Die sieben Raben: wie das Neue seine Chance bekommt

Wirklich neue Ideen könnnen sich erst entfalten, wenn alte Gewohnheiten verlernt werden.

Ein Mann hatte sieben Söhne und immer noch kein Töchterchen, so sehr er sich auch eins wünschte; endlich gab ihm seine Frau wieder gute Hoffnung zu einem Kinde, und wies zur Welt kam, wars ein Mädchen. Ob es gleich schön war, so wars doch auch schmächtig und klein, und sollte wegen seiner Schwachheit die Nothtaufe haben. Da schickte der Vater einen der Knaben eilends zur Quelle, Taufwasser zu holen, und die andern sechs liefen mit. Jeder wollte aber der erste beim Schöpfen sein, und darüber fiel ihnen der Krug in den Brunnen. Da standen sie und wußten nicht, was sie thun sollten, und keiner getraute sich heim.

Das Neue beginnt zart

Die Geburt des Mädchens kündigt einen Wandel in der Familie an, ein neues Prinzip kommt zur Welt – kein Wunder, dass am Anfang noch offen ist, ob es überlebt. Möglicherweise ist man die Zartheit eines Mädchens gar nicht gewohnt nach den vielen Jungen; man sieht als schwach an, was vielleicht gerade das spezifische an dem Neugeborenen ist. So ist es oft, wenn eine Idee geboren wird. So sehr man sich nach etwas anderem sehnt, weil man ein Ungleichgewicht spürt – wenn es kommt, fehlt zu Beginn das Vertrauen, dass dieses kleine Pflänzchen lebensfähig ist.

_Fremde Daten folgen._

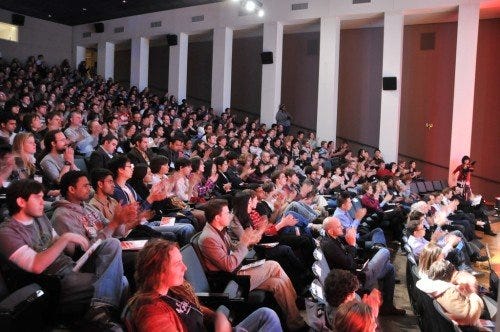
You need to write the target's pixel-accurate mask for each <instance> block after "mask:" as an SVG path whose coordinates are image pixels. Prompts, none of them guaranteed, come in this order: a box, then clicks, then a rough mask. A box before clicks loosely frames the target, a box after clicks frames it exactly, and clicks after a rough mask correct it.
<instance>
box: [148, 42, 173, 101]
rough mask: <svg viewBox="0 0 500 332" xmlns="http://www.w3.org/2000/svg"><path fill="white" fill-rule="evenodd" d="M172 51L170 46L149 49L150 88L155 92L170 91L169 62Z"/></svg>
mask: <svg viewBox="0 0 500 332" xmlns="http://www.w3.org/2000/svg"><path fill="white" fill-rule="evenodd" d="M169 56H170V49H169V47H168V45H159V46H153V47H150V48H149V75H148V86H149V88H150V89H151V90H153V91H161V92H165V91H168V62H169Z"/></svg>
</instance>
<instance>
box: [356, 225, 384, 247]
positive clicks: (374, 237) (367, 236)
mask: <svg viewBox="0 0 500 332" xmlns="http://www.w3.org/2000/svg"><path fill="white" fill-rule="evenodd" d="M359 239H360V240H362V241H367V242H371V243H368V245H366V247H367V248H370V247H371V246H372V245H374V244H375V243H378V244H383V245H384V246H385V245H386V244H387V242H386V240H385V235H384V231H383V230H382V229H381V228H375V229H373V230H371V231H370V232H369V233H366V234H364V235H361V236H360V237H359Z"/></svg>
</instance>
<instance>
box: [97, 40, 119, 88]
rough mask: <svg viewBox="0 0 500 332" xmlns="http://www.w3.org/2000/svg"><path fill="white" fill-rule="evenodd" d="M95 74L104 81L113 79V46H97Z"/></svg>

Wir erfahren später im Märchen, dass das Kind „bald zu Kräften kam, und mit jedem Tag schöner ward“, aber das weiß der Vater zu diesem Zeitpunkt nicht. Er ist in großer Sorge ob der Schwachheit des Neugeborenen und setzt die Nottaufe an. Wenigstens soll es im Himmel willkommen sein, wenn es schon auf dieser Welt nicht leben kann. So schickt er „einen der Knaben eilends zur Quelle um Taufwasser zu holen“.  Egal wer – nur schnell das Wasser besorgen, damit die Nottaufe noch rechtzeitig stattfinden kann. Der Vater möchte alles richtig machen und hat kein ausreichendes Vertrauen in die Kraft des neuen Lebens – zumal es ja nicht ungewöhnlich ist, dass ein Kind nach der Geburt stirbt, so wie viele Ideen sofort nach ihrem ersten Ausdruck wieder im Gedankenmeer versinken.

Der Wettlauf

Dieser Druck im System soll der Familie jedoch zum Verhängnis werden. Denn alle anderen Brüder wollen mitlaufen, und weil es so eilig ist, setzen sie noch eins drauf und rangeln sich darum, wer als erster das Wasser schöpfen darf. Und so kommt es, dass der Krug in den Brunnen fällt. Was für ein Desaster! Und nun? Keiner traute sich heim – natürlich nicht.

Dem Vater ward unter der Weile angst das Mädchen müßte ungetauft verscheiden, und wußte gar nicht warum die Jungen so lange ausblieben. »Gewiß«, sprach er, »haben sies wieder über ein Spiel vergessen«; und als sie immer nicht kamen, fluchte er im Ärger »ich wollte, daß die Jungen alle zu Raben würden.« Kaum war das Wort ausgeredet, so hörte er ein Geschwirr über seinem Haupt in der Luft, blickte auf und sah sieben kohlschwarze Raben auf und davon fliegen.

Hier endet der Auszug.